You cannot have a lift-and-shift approach, because the health and care system here is very different from those in Australia and the US, but at least they provides pointers to how you would deliver this. As I have said, I think that the financial memorandum remains a reasonable assessment of the likely costs.

You make an entirely valid point, Ms Harper. In jurisdictions with a terminal illness mental capacity model, it is pretty consistent across the board for around a third of those who apply for an assisted death to not end up taking it. It is fairly safe to assume that, in the main, that is because they find that the palliative or other care that they receive meets their needs all the way through to death.

I suppose that it was implicit in my quote from the woman with MND that it is about having the insurance policy of knowing that, if things get too much, the option of an assisted death is available. That, in itself, has a palliative benefit, because it provides a degree of reassurance. It allows the individual to get on with living their life and making the most of whatever time is still available to them, whether that is measured in years, months or days. The fear of what is to come cannot be overestimated. Whatever the physical aspects are, the existential suffering that those at the end of life go through is one of the worst aspects.

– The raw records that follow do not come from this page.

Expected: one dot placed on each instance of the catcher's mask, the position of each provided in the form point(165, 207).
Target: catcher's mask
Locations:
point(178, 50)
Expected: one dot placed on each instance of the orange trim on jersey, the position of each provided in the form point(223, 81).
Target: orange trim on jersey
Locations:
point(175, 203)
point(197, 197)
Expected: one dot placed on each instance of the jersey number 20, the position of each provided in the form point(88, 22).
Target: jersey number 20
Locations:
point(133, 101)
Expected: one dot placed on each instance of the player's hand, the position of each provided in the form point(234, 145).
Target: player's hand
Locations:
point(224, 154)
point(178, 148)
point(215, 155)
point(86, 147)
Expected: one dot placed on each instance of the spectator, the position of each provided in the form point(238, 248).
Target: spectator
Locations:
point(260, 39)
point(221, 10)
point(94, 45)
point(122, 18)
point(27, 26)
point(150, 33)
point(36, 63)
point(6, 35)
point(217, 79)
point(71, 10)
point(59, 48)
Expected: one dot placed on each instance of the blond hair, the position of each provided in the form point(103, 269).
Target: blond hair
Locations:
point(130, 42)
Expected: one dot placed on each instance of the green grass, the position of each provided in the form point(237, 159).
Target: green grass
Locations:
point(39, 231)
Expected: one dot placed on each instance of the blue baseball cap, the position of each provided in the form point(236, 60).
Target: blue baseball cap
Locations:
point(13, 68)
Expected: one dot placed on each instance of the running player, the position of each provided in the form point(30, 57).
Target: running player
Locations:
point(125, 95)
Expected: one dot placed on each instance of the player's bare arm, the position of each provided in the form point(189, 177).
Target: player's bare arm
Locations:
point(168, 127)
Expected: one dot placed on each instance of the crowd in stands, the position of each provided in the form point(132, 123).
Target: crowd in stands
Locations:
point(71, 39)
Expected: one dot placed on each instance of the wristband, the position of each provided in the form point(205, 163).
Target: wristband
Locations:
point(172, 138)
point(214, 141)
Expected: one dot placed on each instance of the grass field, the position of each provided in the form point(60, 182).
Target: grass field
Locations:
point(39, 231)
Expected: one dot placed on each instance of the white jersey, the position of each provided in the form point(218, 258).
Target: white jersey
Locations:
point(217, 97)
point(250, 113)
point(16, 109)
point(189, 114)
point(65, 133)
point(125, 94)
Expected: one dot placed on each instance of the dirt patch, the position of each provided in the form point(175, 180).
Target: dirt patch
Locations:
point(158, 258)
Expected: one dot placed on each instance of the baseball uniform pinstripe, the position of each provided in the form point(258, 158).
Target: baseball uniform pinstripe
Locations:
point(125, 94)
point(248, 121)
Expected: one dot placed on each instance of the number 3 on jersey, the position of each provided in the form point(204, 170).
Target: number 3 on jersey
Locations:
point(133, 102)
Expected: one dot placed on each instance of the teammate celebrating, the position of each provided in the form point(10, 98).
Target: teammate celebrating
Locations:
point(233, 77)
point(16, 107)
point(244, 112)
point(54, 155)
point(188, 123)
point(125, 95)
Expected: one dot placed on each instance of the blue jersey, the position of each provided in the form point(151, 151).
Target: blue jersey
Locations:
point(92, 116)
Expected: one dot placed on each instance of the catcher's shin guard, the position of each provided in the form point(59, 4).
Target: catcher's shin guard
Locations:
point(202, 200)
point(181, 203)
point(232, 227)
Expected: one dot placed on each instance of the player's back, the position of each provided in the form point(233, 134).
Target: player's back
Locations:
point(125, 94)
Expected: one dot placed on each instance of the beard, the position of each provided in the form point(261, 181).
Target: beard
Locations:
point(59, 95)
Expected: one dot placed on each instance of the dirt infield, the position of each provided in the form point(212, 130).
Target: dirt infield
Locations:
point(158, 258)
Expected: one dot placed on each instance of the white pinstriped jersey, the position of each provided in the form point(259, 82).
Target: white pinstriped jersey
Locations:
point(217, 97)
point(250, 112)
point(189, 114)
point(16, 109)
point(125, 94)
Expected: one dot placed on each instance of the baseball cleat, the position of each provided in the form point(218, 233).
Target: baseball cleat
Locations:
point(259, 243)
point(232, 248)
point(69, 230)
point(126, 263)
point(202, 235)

As you will know better than I, Ms Harper, pain management is pretty sophisticated. A lot of the pain can be managed. I have heard physicians in Australia say that they very rarely deal with issues of pain. It is the existential suffering that leads individuals to opt for an assisted death. The fact that such a high number of people make the choice but then do not go through with it indicates why it has been chosen and the benefits that come with simply having that insurance policy in the background.